Prof. De Guchtenaere vraagt een geïntegreerde aanpak vanuit alle disciplines die met kindzorg te maken hebben. “Voor een oncologisch probleem wordt een patiënt geMOCt, (medisch oncologisch consult dat multidisciplinair verloopt). Waarom kan dat niet voor een kind met een adverse child detected experience?”
Minister van het Kind
“Onze laatste aanbeveling omvat niet toevallig de aanstelling van een Minister van het Kind. We tellen nu niet minder dan 29 excellenties die iets over het kind te zeggen hebben!“
Zelf zijn de kinderartsen niet te beroerd om ook de hand in eigen boezem te steken: “Onze procedures moeten pijnvrij zijn. Twee derde van de kinderen heeft angst om naar het ziekenhuis te trekken, daar moeten we aan werken. Maar we hebben nul komma nul euro voor een Prosa-beleid (1). In dat opzicht hangen we af van de goodwill van ziekenhuizen om die omkadering mee te financieren. Vandaag roeien we met de riemen die we hebben: er is geen enkel specialisme dat zoveel pannenkoeken bakt voor het goede doel!”

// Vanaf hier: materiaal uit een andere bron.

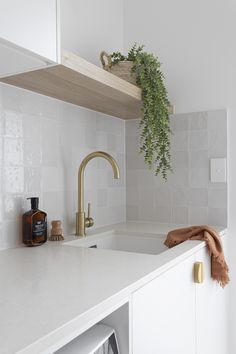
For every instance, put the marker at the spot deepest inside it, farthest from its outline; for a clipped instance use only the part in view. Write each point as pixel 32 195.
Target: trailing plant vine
pixel 155 123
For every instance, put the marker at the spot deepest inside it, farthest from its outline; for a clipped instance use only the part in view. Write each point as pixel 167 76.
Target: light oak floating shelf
pixel 77 81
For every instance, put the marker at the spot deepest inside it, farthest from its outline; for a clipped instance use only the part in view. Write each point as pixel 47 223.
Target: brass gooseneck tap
pixel 82 222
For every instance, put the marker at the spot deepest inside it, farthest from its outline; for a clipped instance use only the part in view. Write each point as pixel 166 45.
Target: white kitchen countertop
pixel 52 293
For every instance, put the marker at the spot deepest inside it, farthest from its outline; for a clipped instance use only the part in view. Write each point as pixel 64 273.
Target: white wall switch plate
pixel 218 170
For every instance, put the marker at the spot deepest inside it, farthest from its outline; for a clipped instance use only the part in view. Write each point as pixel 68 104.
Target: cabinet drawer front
pixel 163 313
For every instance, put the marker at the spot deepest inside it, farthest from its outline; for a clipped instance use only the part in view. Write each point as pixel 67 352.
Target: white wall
pixel 43 141
pixel 88 27
pixel 188 196
pixel 195 41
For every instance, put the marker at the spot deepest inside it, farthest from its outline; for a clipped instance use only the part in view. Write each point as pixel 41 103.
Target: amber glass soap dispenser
pixel 34 225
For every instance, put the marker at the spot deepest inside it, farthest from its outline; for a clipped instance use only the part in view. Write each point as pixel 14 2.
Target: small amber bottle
pixel 34 225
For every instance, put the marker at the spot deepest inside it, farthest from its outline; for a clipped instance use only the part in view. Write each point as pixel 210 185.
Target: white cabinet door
pixel 211 312
pixel 163 313
pixel 30 24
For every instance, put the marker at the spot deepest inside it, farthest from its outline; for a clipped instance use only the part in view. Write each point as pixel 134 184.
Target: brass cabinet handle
pixel 198 272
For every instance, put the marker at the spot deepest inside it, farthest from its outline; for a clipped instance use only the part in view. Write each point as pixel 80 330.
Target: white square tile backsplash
pixel 42 143
pixel 188 196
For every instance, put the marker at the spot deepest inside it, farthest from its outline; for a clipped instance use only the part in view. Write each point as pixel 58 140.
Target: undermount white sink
pixel 123 241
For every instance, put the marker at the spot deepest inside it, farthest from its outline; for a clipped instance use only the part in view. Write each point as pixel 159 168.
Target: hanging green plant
pixel 154 123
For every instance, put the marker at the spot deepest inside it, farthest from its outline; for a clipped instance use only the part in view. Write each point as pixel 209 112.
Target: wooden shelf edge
pixel 79 82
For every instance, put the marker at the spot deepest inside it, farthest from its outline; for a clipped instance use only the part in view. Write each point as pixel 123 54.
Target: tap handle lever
pixel 89 207
pixel 89 221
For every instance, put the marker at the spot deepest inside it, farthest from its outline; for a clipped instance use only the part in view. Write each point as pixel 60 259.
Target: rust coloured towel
pixel 219 268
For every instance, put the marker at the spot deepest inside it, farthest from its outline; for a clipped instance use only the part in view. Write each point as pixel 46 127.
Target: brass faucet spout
pixel 81 221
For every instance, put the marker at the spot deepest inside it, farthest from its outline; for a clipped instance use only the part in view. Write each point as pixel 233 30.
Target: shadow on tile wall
pixel 42 142
pixel 188 197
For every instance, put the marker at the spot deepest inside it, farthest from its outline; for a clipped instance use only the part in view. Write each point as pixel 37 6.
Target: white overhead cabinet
pixel 28 35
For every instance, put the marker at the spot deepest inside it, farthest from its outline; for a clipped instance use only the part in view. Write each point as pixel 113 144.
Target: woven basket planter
pixel 122 69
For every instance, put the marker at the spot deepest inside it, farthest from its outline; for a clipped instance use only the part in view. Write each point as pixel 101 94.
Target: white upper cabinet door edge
pixel 32 25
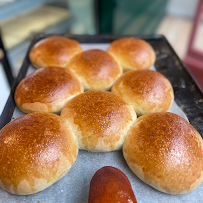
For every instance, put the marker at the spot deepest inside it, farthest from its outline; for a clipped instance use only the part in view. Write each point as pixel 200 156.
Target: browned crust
pixel 110 184
pixel 166 152
pixel 99 119
pixel 147 91
pixel 132 53
pixel 47 90
pixel 36 150
pixel 53 51
pixel 95 68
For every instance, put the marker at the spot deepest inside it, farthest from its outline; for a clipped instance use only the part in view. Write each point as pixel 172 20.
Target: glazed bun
pixel 100 120
pixel 166 152
pixel 47 90
pixel 132 53
pixel 36 150
pixel 53 51
pixel 96 69
pixel 110 184
pixel 146 90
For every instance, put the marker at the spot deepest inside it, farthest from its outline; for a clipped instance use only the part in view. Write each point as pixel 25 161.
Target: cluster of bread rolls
pixel 161 148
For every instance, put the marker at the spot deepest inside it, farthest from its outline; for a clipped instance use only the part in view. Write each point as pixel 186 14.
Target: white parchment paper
pixel 74 187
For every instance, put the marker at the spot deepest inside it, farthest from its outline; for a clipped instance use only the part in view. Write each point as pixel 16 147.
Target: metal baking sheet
pixel 74 187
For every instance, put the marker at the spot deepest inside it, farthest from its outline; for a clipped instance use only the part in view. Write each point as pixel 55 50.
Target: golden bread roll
pixel 100 120
pixel 36 150
pixel 166 152
pixel 53 51
pixel 147 91
pixel 47 90
pixel 96 69
pixel 132 53
pixel 110 184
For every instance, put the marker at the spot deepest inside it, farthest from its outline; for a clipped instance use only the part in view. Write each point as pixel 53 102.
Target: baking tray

Bij de Belgische kinderartsen borrelt naar eigen zeggen al zo’n twintig jaar een groeiende frustratie. Meer en meer kinderen en jongeren kampen met langdurige ziektes: zowel fysieke als mentale problemen komen jaar na jaar vaker én op jongere leeftijd voor. Ondertussen gaat de zorg -18-jarigen er echter op achteruit, door een versnipperd beleid, verdeeld over de gewestelijke en federale bevoegdheidsniveaus. Dit met alle nefaste gevolgen van dien voor de kwaliteit en veiligheid van medische zorg op kindermaat. Het kind staat allesbehalve centraal. “Het ontbreekt aan een ‘kindreflex’”, vat Prof. Ann De Guchtenaere het samen.
(1) PROSA staat voor PROcedurele Sedatie en Analgesie, maar ook – en vooral – voor een verhaal van respect, verbinding en vertrouwen. Angst vermijden en het behoud van vertrouwen bij het kind staan hierbij centraal.